When we fall flat on our faces with anger, resentment, or other passions that keep us from treating others as we would like them to treat us, we must repent with humility.  Then we must mindfully take the next step of faithfulness as best we can, as Paul wrote, “knowing that the One who raised up the Lord Jesus will also raise us up through Jesus.” Our hope, then, is not in our own virtue or accomplishment, but in the infinite mercy of the Lord Who offered Himself fully on the Cross for our salvation, even though we had made ourselves His enemies because of our sins. (Rom. 5:10, 8:7) As Paul wrote, “God demonstrates His own love toward us, in that while we were still sinners, Christ died for us.”  (Rom. 5:8) The depths of God’s mercy are unfathomable and we must not allow ourselves to despair when we fall short time and time again in loving as we are loved.

Instead, we must use the knowledge of our failures to fuel our humility, calling from the depths of our hearts for mercy.  Instead of obsessively recounting the offenses of others, we must focus our minds on the words of the Jesus Prayer as we acknowledge our sinfulness and constant need for grace.
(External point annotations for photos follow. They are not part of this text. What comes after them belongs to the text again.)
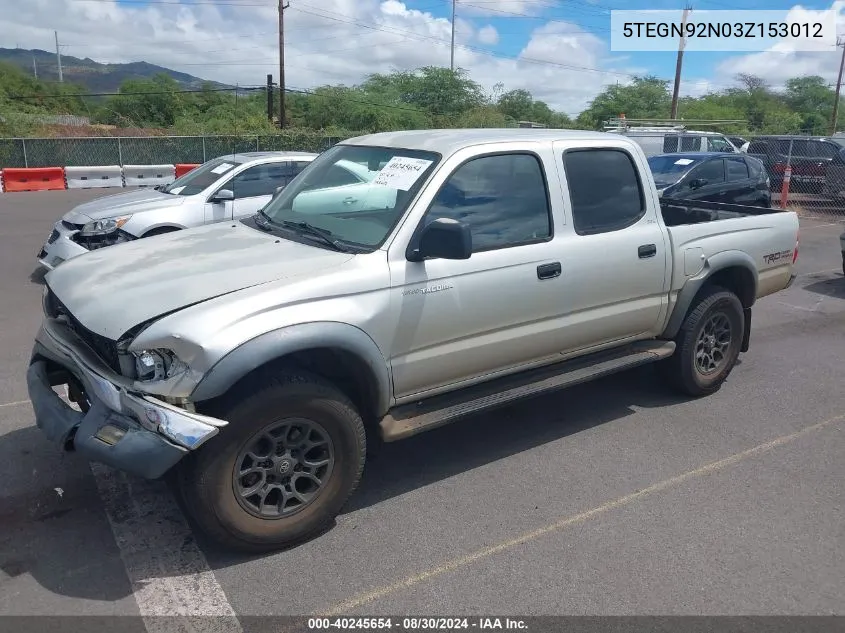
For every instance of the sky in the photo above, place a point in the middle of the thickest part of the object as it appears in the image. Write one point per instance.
(559, 50)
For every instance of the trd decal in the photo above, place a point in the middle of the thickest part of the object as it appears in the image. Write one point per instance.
(771, 258)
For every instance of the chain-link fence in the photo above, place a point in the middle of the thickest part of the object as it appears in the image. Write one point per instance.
(150, 150)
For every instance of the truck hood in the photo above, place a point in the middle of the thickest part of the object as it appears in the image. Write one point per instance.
(111, 290)
(125, 203)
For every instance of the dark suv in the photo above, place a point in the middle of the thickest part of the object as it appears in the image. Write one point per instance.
(812, 160)
(715, 177)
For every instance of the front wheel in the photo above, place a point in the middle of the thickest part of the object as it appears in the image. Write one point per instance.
(282, 469)
(708, 344)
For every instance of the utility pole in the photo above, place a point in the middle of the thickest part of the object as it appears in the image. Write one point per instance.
(282, 6)
(452, 62)
(841, 43)
(679, 64)
(58, 56)
(270, 98)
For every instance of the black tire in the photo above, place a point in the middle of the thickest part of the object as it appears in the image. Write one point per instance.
(683, 370)
(160, 231)
(206, 479)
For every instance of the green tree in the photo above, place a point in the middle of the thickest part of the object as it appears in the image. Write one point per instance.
(644, 98)
(155, 102)
(813, 100)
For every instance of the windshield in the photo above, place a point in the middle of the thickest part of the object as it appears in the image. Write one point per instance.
(670, 169)
(199, 179)
(355, 194)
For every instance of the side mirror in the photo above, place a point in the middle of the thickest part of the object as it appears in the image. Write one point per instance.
(223, 195)
(444, 238)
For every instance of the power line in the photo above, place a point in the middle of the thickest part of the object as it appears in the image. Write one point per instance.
(196, 3)
(478, 49)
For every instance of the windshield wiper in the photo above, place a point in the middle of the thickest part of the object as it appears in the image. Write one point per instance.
(324, 235)
(263, 221)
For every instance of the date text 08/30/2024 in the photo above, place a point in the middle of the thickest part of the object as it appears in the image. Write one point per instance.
(417, 624)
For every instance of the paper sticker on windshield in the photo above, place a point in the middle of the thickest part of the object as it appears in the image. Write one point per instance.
(222, 168)
(401, 172)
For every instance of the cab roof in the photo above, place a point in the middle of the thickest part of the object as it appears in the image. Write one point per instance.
(446, 142)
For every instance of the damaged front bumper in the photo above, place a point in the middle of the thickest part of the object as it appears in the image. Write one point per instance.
(121, 427)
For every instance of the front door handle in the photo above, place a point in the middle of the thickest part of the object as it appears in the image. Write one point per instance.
(647, 250)
(548, 271)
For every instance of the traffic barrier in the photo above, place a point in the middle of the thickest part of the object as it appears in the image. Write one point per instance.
(148, 175)
(34, 179)
(93, 177)
(184, 168)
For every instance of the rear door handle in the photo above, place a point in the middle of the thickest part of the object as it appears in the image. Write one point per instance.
(548, 271)
(647, 250)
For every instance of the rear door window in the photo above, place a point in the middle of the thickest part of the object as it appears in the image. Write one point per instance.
(737, 169)
(713, 171)
(604, 189)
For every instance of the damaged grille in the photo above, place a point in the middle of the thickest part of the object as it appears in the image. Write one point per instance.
(104, 347)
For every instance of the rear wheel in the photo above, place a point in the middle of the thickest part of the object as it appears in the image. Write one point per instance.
(282, 469)
(708, 344)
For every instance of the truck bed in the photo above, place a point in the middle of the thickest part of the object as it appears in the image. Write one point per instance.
(680, 212)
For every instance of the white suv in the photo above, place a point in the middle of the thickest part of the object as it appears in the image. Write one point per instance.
(224, 188)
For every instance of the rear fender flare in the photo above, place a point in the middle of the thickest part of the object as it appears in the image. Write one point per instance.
(714, 264)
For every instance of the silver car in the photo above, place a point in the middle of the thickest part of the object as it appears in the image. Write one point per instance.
(225, 188)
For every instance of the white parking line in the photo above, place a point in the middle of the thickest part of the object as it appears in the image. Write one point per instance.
(169, 573)
(14, 404)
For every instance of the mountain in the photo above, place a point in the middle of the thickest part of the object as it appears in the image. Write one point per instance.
(94, 76)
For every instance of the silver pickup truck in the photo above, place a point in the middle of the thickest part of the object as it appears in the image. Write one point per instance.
(254, 362)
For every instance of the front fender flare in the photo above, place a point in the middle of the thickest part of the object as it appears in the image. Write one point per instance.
(713, 264)
(296, 338)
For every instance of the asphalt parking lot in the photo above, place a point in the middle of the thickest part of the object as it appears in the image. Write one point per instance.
(612, 498)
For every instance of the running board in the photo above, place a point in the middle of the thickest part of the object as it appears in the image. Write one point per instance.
(407, 420)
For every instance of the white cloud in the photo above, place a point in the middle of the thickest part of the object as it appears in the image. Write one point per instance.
(501, 7)
(781, 62)
(328, 41)
(488, 35)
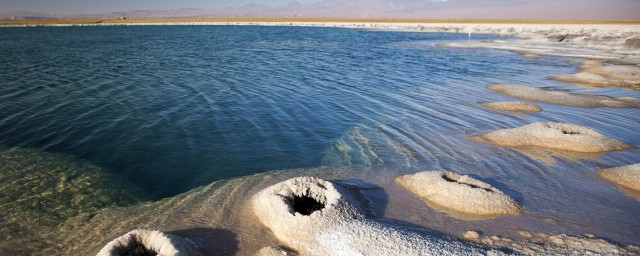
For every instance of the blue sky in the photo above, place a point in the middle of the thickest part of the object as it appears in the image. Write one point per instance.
(103, 6)
(484, 9)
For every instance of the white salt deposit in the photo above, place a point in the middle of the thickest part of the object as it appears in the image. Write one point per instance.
(624, 176)
(561, 136)
(336, 225)
(564, 98)
(148, 242)
(460, 194)
(514, 106)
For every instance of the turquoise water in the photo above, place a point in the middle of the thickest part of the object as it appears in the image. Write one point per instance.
(171, 108)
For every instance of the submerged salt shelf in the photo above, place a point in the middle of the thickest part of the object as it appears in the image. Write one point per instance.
(188, 125)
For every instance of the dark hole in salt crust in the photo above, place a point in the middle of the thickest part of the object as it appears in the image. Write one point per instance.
(569, 132)
(136, 249)
(447, 178)
(565, 131)
(306, 205)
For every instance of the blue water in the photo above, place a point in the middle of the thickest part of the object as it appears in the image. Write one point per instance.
(171, 108)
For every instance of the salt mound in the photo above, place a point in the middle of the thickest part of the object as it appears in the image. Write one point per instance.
(317, 217)
(562, 244)
(144, 242)
(625, 176)
(515, 106)
(561, 136)
(563, 98)
(626, 76)
(461, 194)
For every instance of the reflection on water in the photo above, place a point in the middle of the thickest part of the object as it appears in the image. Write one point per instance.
(173, 109)
(41, 190)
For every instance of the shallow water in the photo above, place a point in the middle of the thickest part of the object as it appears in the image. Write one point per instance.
(171, 108)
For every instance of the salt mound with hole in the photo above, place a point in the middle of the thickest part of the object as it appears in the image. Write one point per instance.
(142, 242)
(561, 136)
(460, 194)
(317, 217)
(625, 176)
(564, 98)
(514, 106)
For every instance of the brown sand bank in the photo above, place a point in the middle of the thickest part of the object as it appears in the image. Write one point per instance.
(460, 194)
(565, 98)
(561, 136)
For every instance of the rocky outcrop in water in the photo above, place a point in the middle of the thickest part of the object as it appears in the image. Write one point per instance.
(564, 98)
(627, 177)
(513, 106)
(317, 217)
(561, 136)
(459, 194)
(144, 242)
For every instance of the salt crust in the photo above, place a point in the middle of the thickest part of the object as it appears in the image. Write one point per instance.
(514, 106)
(342, 227)
(561, 136)
(154, 241)
(548, 244)
(564, 98)
(461, 194)
(625, 176)
(625, 76)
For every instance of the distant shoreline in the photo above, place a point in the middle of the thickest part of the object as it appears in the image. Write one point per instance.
(213, 21)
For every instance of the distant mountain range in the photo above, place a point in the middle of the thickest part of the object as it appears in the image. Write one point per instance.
(407, 9)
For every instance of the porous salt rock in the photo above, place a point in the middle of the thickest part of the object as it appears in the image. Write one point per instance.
(317, 217)
(531, 56)
(564, 98)
(460, 194)
(583, 78)
(471, 235)
(561, 136)
(148, 242)
(548, 244)
(633, 43)
(514, 106)
(273, 251)
(626, 76)
(590, 64)
(624, 176)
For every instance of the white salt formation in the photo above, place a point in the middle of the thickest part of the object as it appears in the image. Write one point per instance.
(514, 106)
(625, 76)
(564, 98)
(624, 176)
(143, 242)
(561, 136)
(459, 194)
(317, 217)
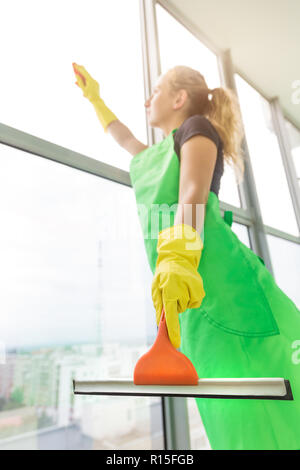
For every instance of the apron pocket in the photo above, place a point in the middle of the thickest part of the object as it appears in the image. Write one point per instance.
(235, 301)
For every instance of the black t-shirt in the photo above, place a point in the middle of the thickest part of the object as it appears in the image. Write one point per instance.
(199, 124)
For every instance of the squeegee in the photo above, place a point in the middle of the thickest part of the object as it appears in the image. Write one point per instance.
(165, 371)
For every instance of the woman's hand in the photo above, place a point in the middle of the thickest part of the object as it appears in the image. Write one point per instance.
(89, 86)
(177, 284)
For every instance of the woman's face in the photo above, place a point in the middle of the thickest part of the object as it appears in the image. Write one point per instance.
(160, 104)
(163, 105)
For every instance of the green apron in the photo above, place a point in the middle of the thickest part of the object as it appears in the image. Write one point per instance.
(246, 325)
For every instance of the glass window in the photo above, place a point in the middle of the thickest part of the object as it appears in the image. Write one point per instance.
(177, 46)
(76, 304)
(285, 257)
(38, 94)
(269, 173)
(294, 136)
(198, 437)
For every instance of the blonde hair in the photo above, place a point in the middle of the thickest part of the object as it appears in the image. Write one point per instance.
(222, 111)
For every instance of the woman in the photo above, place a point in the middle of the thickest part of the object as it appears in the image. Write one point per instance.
(237, 322)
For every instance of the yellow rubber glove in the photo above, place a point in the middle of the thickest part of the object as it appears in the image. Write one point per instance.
(90, 88)
(177, 285)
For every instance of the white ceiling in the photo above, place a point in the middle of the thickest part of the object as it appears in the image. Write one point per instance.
(264, 39)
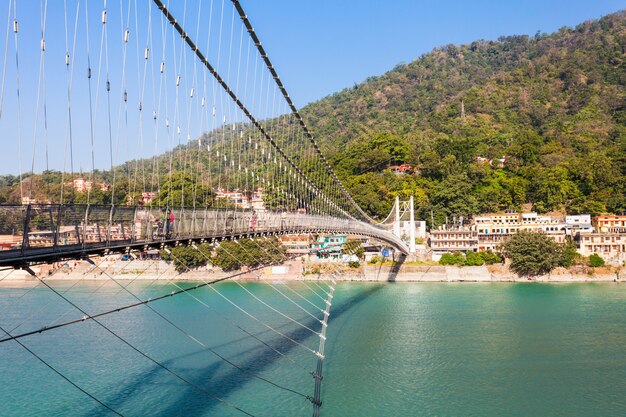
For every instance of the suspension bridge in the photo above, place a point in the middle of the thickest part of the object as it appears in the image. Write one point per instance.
(187, 135)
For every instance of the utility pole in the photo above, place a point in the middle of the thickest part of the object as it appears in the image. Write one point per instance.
(462, 110)
(412, 227)
(396, 224)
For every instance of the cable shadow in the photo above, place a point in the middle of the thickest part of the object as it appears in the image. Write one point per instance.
(222, 379)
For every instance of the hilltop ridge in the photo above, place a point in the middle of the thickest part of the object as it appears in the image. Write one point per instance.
(552, 106)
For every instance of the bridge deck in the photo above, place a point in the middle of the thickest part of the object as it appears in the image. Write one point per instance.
(52, 232)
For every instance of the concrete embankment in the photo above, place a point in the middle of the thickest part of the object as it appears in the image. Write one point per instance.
(295, 271)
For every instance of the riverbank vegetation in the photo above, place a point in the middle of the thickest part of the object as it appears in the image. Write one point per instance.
(228, 255)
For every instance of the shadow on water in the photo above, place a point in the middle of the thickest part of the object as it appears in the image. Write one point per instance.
(221, 379)
(395, 268)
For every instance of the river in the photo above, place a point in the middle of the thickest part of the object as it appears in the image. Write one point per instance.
(405, 349)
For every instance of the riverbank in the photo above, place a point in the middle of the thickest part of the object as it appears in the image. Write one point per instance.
(298, 271)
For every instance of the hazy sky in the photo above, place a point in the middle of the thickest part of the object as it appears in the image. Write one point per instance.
(318, 48)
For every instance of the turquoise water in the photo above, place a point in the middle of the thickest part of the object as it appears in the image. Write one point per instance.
(392, 350)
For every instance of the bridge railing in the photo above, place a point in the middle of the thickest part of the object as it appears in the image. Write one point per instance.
(55, 228)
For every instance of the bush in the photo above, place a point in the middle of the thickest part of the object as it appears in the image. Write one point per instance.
(569, 254)
(375, 259)
(473, 259)
(186, 257)
(489, 257)
(596, 260)
(532, 253)
(456, 258)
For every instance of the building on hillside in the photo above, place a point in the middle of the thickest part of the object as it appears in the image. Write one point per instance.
(405, 229)
(454, 239)
(328, 247)
(242, 199)
(576, 224)
(296, 244)
(610, 223)
(147, 197)
(256, 200)
(611, 246)
(494, 229)
(401, 169)
(82, 185)
(29, 200)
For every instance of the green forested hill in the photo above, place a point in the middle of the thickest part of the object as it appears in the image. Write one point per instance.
(554, 106)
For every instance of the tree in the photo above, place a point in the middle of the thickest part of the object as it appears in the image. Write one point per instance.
(569, 253)
(231, 255)
(596, 260)
(473, 259)
(186, 258)
(532, 253)
(182, 189)
(354, 247)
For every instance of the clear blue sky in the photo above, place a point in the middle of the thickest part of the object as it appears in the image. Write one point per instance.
(318, 47)
(323, 46)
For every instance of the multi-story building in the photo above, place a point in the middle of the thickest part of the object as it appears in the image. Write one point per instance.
(328, 247)
(611, 246)
(449, 240)
(242, 199)
(610, 223)
(576, 224)
(296, 244)
(493, 229)
(148, 196)
(82, 185)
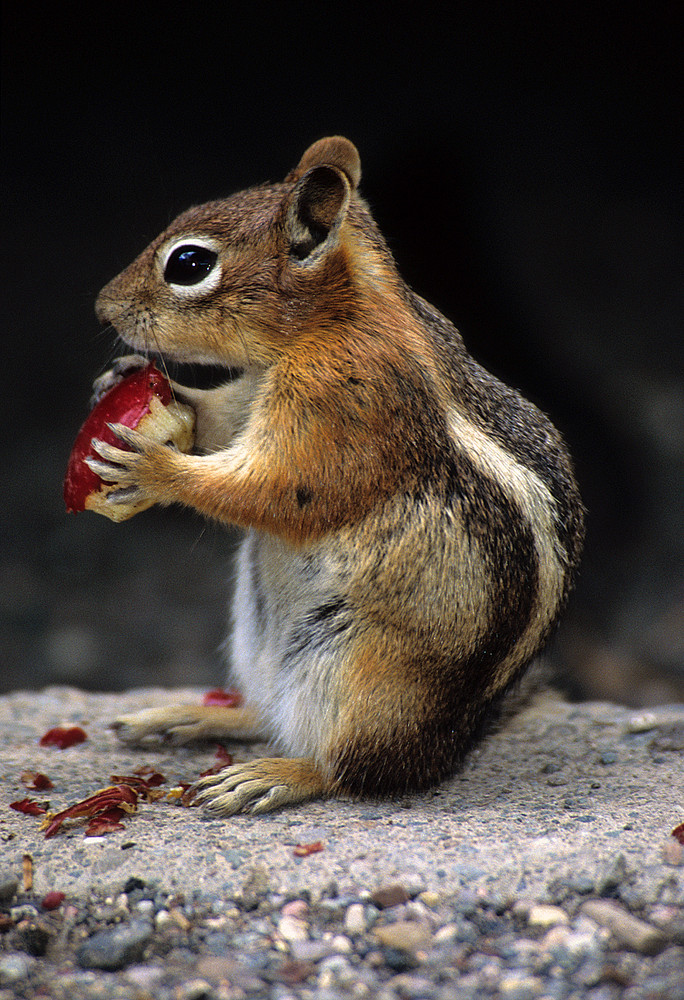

We must pray for God’s blessings upon those who have offended us and ask God to forgive our sins by their prayers.  By responding to our own struggles to love in spiritually healthy ways, we will grow in empathetic patience with others, especially those who apparently find it hard to be merciful to us.  We may even begin to see why we ourselves are not always the easiest people to love and how we have tempted others to see us as their enemies.

Even as we do not ask for what we deserve from God, we must not attempt to treat others according to what we imagine they deserve from us.  If we have received the Lord’s mercy, we must extend that mercy to our neighbors, especially those we are inclined to hate, condemn, or otherwise disregard.  Even with Christ dwelling in our hearts by the power of the Holy Spirit, we remain earthen vessels, creatures of flesh and blood, whose weakness and inadequacy before our sublime calling will become evident whenever we pursue it with integrity.  Our only hope is in the God-Man Who shares His healing and restoration of the human person with us by conquering death and corruption in all their malign forms.  The more that we unite ourselves to Christ in humble faith and obedience, the more His mercy will become characteristic of us and the more we will live in a manner befitting the sons and daughters of God, for “He is kind to the ungrateful and the selfish,” even to people like you and me.